No aniversário de 30 anos da Constituição, o conjunto de leis mais importantes do Brasil virou alvo das duas principais candidaturas à Presidência; Fernando Haddad e o vice de Bolsonaro defenderam fazer uma nova Carta Magna
No aniversário de 30 anos da Constituição, o conjunto de leis mais importantes do Brasil virou alvo das duas principais candidaturas à Presidência; Fernando Haddad e o vice de Bolsonaro defenderam fazer uma nova Carta Magna
Foto: Senado / BBC News Brasil

Especialistas em política e direito constitucional ouvidos pela BBC News Brasil também afirmaram que, num momento de divisão e polarização do Brasil, a Constituição é uma das úncias garantias de que os direitos do grupo derrotado na futura eleição não serão atropelados. Portanto, as propostas dos dois primeiros candidatos de substituir as normas constitucionais acende um sinal de alerta.

"Você tem um país polarizado, conflagrado, não é um momento de consenso. Abrir um processo constituinte nesse momento traz a possibilidade de um resultado não democrático", avalia o diretor da faculdade de direito da FGV, Oscar Vilhena.

"Nós tendemos a associar a Constituição com o regime em vigor. E há uma grande correlação entre democracia e a Constituição de 1988. Se você faz uma Assembleia Constituinte, você estará de certa forma argumentando por uma ruptura", completa o cientista político Timothy J. Power, diretor do Programa de Estudos Brasileiros da Universidade de Oxford, no Reino Unido.

Peso das redes sociais, especialmente do WhatsApp

Pela primeira vez em mais de 20 anos, o candidato que está à frente das pesquisas é, também, um dos que teve menos tempo de propaganda eleitoral gratuita na televisão. Por integrar um partido com baixa representação no Congresso Nacional, Bolsonaro contou só com 8 segundos diários no horário eleitoral gratuito.

Geraldo Alckmin, que tinha o maior tempo de TV (5 minutos e 32 segundos), não deslanchou nas pesquisas de intenção de voto, figurando até agora em quarto lugar.

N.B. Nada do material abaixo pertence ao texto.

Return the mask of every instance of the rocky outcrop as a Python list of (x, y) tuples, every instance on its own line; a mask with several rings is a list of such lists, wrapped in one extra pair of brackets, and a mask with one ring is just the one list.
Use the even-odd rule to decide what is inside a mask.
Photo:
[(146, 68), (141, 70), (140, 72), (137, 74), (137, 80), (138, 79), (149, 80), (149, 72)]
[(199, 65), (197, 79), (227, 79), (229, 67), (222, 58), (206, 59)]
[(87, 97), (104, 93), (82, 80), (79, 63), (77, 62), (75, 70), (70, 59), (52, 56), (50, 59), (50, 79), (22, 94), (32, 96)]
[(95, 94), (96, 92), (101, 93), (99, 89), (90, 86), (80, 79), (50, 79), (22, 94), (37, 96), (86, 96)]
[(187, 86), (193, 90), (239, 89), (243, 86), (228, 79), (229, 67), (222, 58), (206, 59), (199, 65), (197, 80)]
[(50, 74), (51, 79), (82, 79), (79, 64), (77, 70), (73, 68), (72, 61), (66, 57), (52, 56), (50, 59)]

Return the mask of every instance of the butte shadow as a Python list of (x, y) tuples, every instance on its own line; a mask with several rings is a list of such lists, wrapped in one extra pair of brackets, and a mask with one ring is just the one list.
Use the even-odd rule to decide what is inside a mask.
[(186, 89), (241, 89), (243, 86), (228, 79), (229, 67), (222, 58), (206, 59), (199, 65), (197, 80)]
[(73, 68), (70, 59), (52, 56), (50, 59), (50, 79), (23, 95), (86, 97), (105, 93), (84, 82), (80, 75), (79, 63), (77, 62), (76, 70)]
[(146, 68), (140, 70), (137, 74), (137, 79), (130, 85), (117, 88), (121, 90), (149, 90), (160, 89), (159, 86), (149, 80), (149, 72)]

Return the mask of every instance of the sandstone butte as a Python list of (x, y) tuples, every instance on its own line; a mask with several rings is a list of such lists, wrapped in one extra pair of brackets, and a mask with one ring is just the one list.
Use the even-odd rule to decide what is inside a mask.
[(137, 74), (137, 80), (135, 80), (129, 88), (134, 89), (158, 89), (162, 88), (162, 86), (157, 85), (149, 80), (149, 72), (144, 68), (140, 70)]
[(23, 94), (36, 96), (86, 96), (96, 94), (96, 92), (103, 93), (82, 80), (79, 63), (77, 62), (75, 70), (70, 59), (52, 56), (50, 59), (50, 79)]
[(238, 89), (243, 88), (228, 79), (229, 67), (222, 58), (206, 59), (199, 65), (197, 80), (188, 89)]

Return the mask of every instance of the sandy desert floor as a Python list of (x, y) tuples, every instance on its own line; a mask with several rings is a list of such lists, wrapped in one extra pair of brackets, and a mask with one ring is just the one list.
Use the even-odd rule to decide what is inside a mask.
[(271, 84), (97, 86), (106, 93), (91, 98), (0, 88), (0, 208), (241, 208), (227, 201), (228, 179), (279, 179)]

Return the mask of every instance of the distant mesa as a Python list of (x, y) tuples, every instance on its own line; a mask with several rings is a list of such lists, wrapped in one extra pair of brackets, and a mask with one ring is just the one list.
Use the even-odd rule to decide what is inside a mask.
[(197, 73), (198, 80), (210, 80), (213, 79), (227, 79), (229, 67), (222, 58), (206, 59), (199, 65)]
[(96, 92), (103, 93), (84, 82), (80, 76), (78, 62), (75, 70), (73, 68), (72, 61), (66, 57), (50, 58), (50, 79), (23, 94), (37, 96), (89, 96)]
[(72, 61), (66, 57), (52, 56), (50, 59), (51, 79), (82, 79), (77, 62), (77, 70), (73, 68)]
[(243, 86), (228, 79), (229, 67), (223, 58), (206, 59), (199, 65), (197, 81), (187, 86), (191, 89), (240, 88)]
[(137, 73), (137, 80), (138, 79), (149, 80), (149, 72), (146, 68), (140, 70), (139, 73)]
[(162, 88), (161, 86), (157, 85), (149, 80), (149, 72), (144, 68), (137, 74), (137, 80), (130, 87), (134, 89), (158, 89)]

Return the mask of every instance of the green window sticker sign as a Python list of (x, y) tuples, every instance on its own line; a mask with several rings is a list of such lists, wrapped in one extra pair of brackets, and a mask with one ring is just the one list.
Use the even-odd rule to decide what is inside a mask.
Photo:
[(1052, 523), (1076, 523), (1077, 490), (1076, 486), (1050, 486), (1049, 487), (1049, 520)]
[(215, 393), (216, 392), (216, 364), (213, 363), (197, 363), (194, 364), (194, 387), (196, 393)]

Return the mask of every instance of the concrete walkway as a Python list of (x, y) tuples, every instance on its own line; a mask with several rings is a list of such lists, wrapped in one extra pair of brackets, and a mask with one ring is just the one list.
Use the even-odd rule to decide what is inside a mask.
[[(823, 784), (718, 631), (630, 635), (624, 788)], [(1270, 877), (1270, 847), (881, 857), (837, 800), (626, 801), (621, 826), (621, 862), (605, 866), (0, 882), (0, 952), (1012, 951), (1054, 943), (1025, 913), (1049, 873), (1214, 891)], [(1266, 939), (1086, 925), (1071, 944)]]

Segundo a professora de ciência política da Unirio, Luciana Veiga, as redes sociais e, sobretudo, o WhatsApp assumiram destaque como estratégia de campanha.

"Em 2014, o Brasil tinha 20 milhões de usuários de WhatsApp e agora são 120 milhões. Como o brasileiro entrou na era do smartphone e WhatsApp, a internet se tornou uma grande ferramenta, explorada principalmente pelos grupos apoiadores do Bolsonaro", diz.

Mas junto com a transmissão de propaganda via WhatsApp e redes sociais veio, também, a avalanche de fake news que, conforme cientistas políticos, alimentaram o peso do "medo" nessas eleições.

"Essa eleição está toda pautada pelo medo, dos dois lados. De um lado, há um medo enorme que o PT volte ao poder e de outro, o medo enorme da agenda do Bolsonaro. As pessoas estão lidando com a eleição com o fígado", avalia Andrea Freitas, da Unicamp.